Crude oil production in the U.S., Saudi Arabia and Russia reached some of their highest levels in history last month, offsetting supply losses from Iran and Venezuela.

Saudi Arabia announced that it would cut exports by 500,000 barrels per day (bpd) in December, and it is working with OPEC+, which is the new organization that includes some non-OPEC members such as Russia, to cut about 1 million bpd of production.

The Energy Information Administration (EIA) said this week OPEC production for 2018 and 2019 will be revised up by 60,000 bpd to 39.1 million bpd.

U.S. oil production also increased to 11.4 million bpd.

U.S. commercial crude oil inventories increased for the sixth consecutive week from Sept. 21 through Oct. 26, and pushed the U.S. inventories higher than their five-year (2013-17) average. U.S. crude oil inventories are forecast to increase from 421 million barrels in 2018 to 472 million barrels in 2019, putting more downward pressure on domestic oil prices, according to EIA.

EIA also expects global inventories as reported by the Organization for Economic Cooperation and Development (OECD) to surpass their five-year average and climb to near the top of the five-year range in 2019.

EIA forecasts the Brent crude oil price will average $72 per barrel in 2019, which is $3 per barrel lower than previously forecasted, and forecasts the WTI crude oil price to average $65 per barrel in 2019, which is $5 lower than previously forecasted. The lower price forecasts are partly the result of higher than expected crude oil production, contributing to global crude oil inventory growth and put downward pressure on crude oil prices.

Slowing demand growth in China and other countries, the decline in the stock market, and the rising value of the dollar are some of the factors that have decreased future demand predictions.

The U.S. average regular gasoline retail price decreased about 7 cents from last week to $2.686 per gallon on Nov. 5, up about 20 cents from the same time last year.

The U.S. average diesel fuel price decreased nearly 2 cents from last week to $3.34 per gallon on Nov. 5, 46 cents higher than a year ago.

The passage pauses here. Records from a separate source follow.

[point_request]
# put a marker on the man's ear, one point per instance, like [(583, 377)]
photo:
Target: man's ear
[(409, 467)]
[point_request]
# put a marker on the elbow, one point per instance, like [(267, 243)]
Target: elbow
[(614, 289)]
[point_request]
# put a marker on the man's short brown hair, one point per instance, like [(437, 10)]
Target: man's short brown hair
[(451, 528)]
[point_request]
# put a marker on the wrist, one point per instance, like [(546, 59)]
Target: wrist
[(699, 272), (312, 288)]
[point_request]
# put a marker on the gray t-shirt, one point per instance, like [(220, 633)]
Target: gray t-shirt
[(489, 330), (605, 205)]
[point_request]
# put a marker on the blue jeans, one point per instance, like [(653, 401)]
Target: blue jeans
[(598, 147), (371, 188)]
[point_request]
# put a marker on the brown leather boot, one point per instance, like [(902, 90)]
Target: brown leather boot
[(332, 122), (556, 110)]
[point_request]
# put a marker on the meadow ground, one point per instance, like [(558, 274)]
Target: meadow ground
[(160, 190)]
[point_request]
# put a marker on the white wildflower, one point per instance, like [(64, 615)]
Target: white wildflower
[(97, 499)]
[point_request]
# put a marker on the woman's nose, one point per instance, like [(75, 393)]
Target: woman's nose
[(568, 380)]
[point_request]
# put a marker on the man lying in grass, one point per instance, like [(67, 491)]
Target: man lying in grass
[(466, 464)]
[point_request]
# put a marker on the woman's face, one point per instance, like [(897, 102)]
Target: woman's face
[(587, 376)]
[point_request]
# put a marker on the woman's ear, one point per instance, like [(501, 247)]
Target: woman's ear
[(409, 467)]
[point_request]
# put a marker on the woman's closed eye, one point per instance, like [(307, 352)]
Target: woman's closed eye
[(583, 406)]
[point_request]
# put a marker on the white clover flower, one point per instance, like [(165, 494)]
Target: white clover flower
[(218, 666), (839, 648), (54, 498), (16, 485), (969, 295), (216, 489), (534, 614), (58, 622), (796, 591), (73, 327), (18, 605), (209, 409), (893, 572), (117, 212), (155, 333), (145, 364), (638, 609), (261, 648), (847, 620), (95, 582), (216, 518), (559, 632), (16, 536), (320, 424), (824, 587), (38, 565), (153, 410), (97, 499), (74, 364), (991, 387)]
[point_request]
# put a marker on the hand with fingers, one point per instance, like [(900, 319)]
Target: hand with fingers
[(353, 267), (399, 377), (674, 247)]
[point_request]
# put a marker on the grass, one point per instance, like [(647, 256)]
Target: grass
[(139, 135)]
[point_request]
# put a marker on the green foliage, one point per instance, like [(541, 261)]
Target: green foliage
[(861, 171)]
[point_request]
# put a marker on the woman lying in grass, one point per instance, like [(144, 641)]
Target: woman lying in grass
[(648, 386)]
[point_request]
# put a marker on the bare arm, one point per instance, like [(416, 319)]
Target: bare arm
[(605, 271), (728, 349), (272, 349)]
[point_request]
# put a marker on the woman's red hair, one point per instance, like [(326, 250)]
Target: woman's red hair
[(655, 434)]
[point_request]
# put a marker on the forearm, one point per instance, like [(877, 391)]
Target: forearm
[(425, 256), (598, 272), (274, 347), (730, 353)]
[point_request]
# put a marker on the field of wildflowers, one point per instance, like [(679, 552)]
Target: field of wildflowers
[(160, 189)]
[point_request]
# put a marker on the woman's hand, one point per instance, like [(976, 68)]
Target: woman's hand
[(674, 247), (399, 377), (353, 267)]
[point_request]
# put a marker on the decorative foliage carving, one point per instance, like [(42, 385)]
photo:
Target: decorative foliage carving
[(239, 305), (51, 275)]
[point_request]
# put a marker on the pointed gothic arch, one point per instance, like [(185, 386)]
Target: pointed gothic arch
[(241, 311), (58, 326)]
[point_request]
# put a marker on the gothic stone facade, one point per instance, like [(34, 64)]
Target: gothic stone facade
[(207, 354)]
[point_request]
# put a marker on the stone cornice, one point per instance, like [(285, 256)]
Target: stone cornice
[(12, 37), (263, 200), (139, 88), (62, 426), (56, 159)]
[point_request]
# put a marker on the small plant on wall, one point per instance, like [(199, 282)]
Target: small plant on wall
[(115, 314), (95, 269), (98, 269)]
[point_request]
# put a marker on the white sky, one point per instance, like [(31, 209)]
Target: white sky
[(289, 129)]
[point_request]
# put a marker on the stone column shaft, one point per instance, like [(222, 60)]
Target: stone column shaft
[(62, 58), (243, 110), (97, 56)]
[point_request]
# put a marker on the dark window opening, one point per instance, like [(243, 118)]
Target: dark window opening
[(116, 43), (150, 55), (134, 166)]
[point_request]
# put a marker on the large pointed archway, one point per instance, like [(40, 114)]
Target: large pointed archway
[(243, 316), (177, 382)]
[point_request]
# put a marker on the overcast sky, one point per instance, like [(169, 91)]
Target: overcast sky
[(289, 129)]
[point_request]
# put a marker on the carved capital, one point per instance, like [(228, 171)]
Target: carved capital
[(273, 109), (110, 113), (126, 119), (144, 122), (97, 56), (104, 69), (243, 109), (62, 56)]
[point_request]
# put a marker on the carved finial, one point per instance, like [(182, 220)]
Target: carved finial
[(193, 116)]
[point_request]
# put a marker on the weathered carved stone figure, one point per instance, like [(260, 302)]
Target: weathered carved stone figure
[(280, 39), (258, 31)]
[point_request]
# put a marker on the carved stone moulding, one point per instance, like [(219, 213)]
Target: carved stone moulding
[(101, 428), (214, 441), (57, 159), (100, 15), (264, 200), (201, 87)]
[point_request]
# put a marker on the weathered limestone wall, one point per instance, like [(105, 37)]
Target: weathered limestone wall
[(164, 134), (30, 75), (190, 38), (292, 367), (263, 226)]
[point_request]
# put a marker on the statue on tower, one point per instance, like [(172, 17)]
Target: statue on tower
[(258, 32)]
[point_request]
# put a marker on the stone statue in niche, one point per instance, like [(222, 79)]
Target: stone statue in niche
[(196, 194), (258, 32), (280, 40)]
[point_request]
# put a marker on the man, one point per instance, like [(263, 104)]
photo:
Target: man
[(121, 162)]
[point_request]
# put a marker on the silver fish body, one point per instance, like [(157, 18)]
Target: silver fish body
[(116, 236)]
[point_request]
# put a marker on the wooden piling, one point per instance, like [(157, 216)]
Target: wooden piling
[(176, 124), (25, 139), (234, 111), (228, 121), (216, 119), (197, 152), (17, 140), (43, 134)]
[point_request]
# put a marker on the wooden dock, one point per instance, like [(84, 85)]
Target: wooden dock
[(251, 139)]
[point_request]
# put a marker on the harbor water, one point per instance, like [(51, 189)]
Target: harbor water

Natural gas futures settled at $4.837 million British thermal units, reaching its best level since December 2014 at $4.063 on New York Mercantile Exchange futures trading. Natural gas prices have increased 23 percent this month because of tight supplies and cold weather.

EIA says inventories are the lowest since November 2003.

 

Alex Mills is the former President of the Texas Alliance of Energy Producers. The opinions expressed are solely those of the author.